Analysis for specific immunoglobulins E class: objectives


Immunoglobulins E are antibodies. They are produced by plasma cells of various organs: tonsils, stomach, spleen, intestinal mucosa and respiratory tract. Immunoglobulin e IgE is able to quickly attach to the surface of mast cells and basophils of the mucous membranes and skin. Upon repeated contact with the antigen, vasoactive substances (histamine, serotonin, heparin) are released on the surface of these cells and an immediate allergic reaction is triggered. Immunoglobulins E are involved in protective anthelmintic immunity. At the Yusupov Hospital, an IgE immunoglobulin test is carried out for the purpose of diagnosis and evaluation of the effectiveness of therapy for allergic diseases, diagnosis of hyper-IgE syndrome and helminth infections, to assess the risk of developing allergic diseases in children.

The results of the study are interpreted by candidates and doctors of medical sciences, doctors of the highest category. After a comprehensive examination of patients, allergists draw up an individual treatment regimen for diseases in which there is a pathological change in the concentration of IgE immunoglobulins. To treat patients, recommendations from European and American allergists are used. Doctors prescribe to patients the most effective medications registered in the Russian Federation, which have minimal side effects.

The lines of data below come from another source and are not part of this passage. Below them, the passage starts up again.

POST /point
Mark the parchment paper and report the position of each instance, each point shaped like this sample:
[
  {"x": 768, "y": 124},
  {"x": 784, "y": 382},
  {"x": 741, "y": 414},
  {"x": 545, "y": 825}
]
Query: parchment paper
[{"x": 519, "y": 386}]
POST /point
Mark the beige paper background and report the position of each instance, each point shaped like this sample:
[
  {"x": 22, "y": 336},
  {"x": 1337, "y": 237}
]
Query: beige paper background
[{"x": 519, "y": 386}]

Analysis for specific immunoglobulins E

For early diagnosis of allergic diseases and identification of the main allergens, the allergological profile of the patient is examined, the main indicators of which are analysis of specific immunoglobulins E and general immunoglobulin E.

During allergic reactions, allergens in the human body form specific immunoglobulins E. Allergens can be household, pollen, food, etc. The levels of specific immunoglobulin E in patients suffering from allergies increase sharply.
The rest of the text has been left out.